The audience was his canvas. His intrinsic ability to wield words was his brushes. His inherent modish sophistication tempered with just the right amounts of ennui, indifference, and silliness were his paint. When brought together Cole Porter was not only the life of the party, but also a keen observer of mankind. That is why his lyrics still resonate today. When examined, they have that joie de vivre that so often is illusive. Perhaps that’s why he’s such an encapsulation of the Bright, Young Things, for surely in a few stanzas, he was able to capture his kinsmen and women for posterity.
Picking only one lyric from Porter is almost impossible for me because he has such a panoply of them.

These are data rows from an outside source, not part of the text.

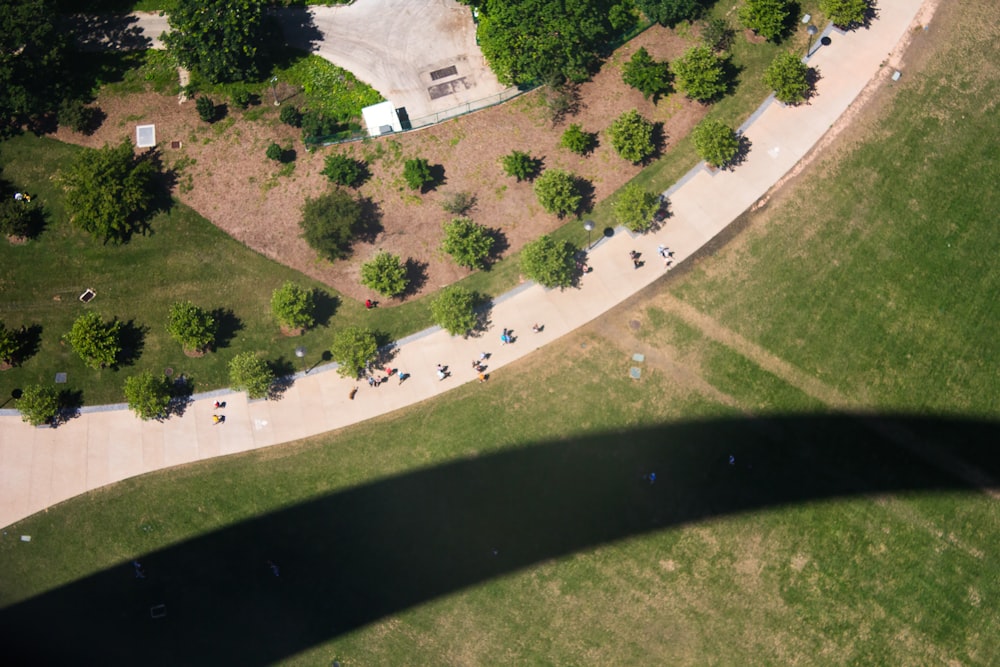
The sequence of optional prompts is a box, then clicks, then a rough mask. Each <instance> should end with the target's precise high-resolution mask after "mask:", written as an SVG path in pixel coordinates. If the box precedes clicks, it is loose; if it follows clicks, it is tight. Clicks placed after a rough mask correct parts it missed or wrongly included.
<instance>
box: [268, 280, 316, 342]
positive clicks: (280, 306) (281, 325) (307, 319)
mask: <svg viewBox="0 0 1000 667" xmlns="http://www.w3.org/2000/svg"><path fill="white" fill-rule="evenodd" d="M271 313H273V314H274V318H275V319H276V320H278V323H279V324H281V326H283V327H285V328H286V329H290V330H302V329H308V328H309V327H311V326H313V325H314V324H316V295H315V293H314V292H313V290H311V289H307V288H305V287H302V286H301V285H299V284H298V283H293V282H292V281H290V280H289V281H286V282H285V283H284V284H283V285H282V286H281V287H279V288H278V289H276V290H274V292H272V293H271Z"/></svg>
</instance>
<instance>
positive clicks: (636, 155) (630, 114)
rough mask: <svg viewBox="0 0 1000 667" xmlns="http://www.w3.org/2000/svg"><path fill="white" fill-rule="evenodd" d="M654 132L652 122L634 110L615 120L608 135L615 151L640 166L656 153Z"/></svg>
mask: <svg viewBox="0 0 1000 667" xmlns="http://www.w3.org/2000/svg"><path fill="white" fill-rule="evenodd" d="M654 130H655V128H654V126H653V123H652V122H651V121H648V120H646V119H645V118H643V117H642V116H641V115H640V114H639V112H638V111H636V110H635V109H632V110H631V111H626V112H625V113H623V114H622V115H621V116H619V117H618V118H616V119H615V121H614V122H613V123H612V124H611V127H610V128H609V129H608V134H609V135H610V137H611V145H612V147H614V149H615V151H617V152H618V154H619V155H621V156H622V157H623V158H625V159H626V160H628V161H629V162H631V163H633V164H638V163H640V162H643V161H645V160H646V159H647V158H649V157H651V156H652V155H653V154H654V153H655V152H656V145H655V144H654V143H653V132H654Z"/></svg>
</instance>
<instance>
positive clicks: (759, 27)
mask: <svg viewBox="0 0 1000 667" xmlns="http://www.w3.org/2000/svg"><path fill="white" fill-rule="evenodd" d="M791 13H792V11H791V5H790V3H789V0H746V2H745V4H744V5H743V6H742V7H740V12H739V17H740V22H741V23H743V25H745V26H746V27H747V28H749V29H750V30H753V31H754V32H755V33H757V34H758V35H760V36H761V37H763V38H764V39H769V40H772V41H774V40H777V39H778V38H780V37H781V36H782V35H783V34H784V33H785V31H787V30H788V21H789V19H790V18H791Z"/></svg>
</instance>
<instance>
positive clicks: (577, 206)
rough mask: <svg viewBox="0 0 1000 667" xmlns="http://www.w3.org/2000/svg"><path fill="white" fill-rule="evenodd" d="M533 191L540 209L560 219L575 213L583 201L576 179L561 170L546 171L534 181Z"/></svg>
mask: <svg viewBox="0 0 1000 667" xmlns="http://www.w3.org/2000/svg"><path fill="white" fill-rule="evenodd" d="M534 190H535V196H536V197H537V198H538V203H539V204H541V206H542V208H543V209H545V210H546V211H548V212H549V213H555V214H556V215H558V216H559V217H560V218H561V217H563V216H566V215H572V214H574V213H576V211H577V209H579V208H580V203H581V202H582V201H583V196H582V195H581V194H580V189H579V187H577V184H576V177H575V176H573V174H571V173H569V172H568V171H563V170H562V169H546V170H545V171H544V172H542V175H541V176H539V177H538V178H537V179H535V185H534Z"/></svg>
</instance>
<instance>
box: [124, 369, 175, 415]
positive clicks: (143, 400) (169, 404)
mask: <svg viewBox="0 0 1000 667" xmlns="http://www.w3.org/2000/svg"><path fill="white" fill-rule="evenodd" d="M170 388H171V387H170V381H169V380H167V376H165V375H153V374H152V373H151V372H149V371H143V372H142V373H139V374H138V375H133V376H131V377H127V378H125V400H126V401H128V407H129V410H131V411H132V412H134V413H135V415H136V416H137V417H138V418H139V419H141V420H143V421H148V420H150V419H162V418H163V417H165V416H166V414H167V408H168V407H170Z"/></svg>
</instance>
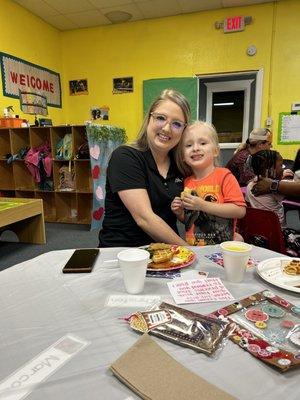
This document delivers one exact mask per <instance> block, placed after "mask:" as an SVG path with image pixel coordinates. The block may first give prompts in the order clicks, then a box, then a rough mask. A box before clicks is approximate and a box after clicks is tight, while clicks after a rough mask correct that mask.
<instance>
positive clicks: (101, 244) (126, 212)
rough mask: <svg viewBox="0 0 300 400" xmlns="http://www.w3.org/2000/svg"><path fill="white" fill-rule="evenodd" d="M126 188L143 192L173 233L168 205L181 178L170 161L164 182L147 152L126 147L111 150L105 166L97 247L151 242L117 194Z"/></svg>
mask: <svg viewBox="0 0 300 400" xmlns="http://www.w3.org/2000/svg"><path fill="white" fill-rule="evenodd" d="M128 189H146V190H147V192H148V195H149V199H150V202H151V206H152V209H153V211H154V213H155V214H157V215H158V216H160V217H161V218H162V219H163V220H164V221H165V222H166V223H167V224H168V225H170V227H171V228H172V229H173V230H174V231H175V232H177V227H176V216H175V215H174V213H173V212H172V211H171V202H172V200H173V199H174V197H175V196H178V195H179V194H180V192H181V191H182V190H183V179H182V176H181V174H180V173H179V171H178V169H177V167H176V164H175V161H174V160H173V158H172V159H171V163H170V168H169V171H168V174H167V178H166V179H164V178H163V177H162V176H161V175H160V173H159V171H158V169H157V166H156V163H155V161H154V158H153V156H152V153H151V151H150V150H147V151H145V152H142V151H139V150H137V149H134V148H132V147H129V146H120V147H118V148H117V149H116V150H114V151H113V153H112V156H111V158H110V161H109V164H108V167H107V179H106V196H105V216H104V221H103V227H102V230H101V231H100V233H99V241H100V243H99V246H100V247H117V246H128V247H135V246H142V245H145V244H149V243H150V242H152V241H153V239H152V238H151V237H150V236H148V235H147V234H146V233H145V232H144V231H143V230H142V229H140V228H139V227H138V226H137V224H136V222H135V221H134V219H133V218H132V216H131V214H130V212H129V211H128V210H127V208H126V207H125V206H124V204H123V202H122V201H121V199H120V197H119V195H118V192H119V191H121V190H128Z"/></svg>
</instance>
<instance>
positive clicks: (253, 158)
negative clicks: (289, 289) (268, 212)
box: [247, 150, 300, 257]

However I chose one from Let’s Misbehave because it is a good cross-sectional of the spirit of the crowd with which he ran.
I hope this post was a diverting, enjoyable one for you. Maybe it has made you curious about some of these people. Perhaps it only makes you want to watch Midnight in Paris (which I encourage you to do). Maybe you just had a little chuckle or two. Whichever it is, I hope you have reach the end here happier than when you started.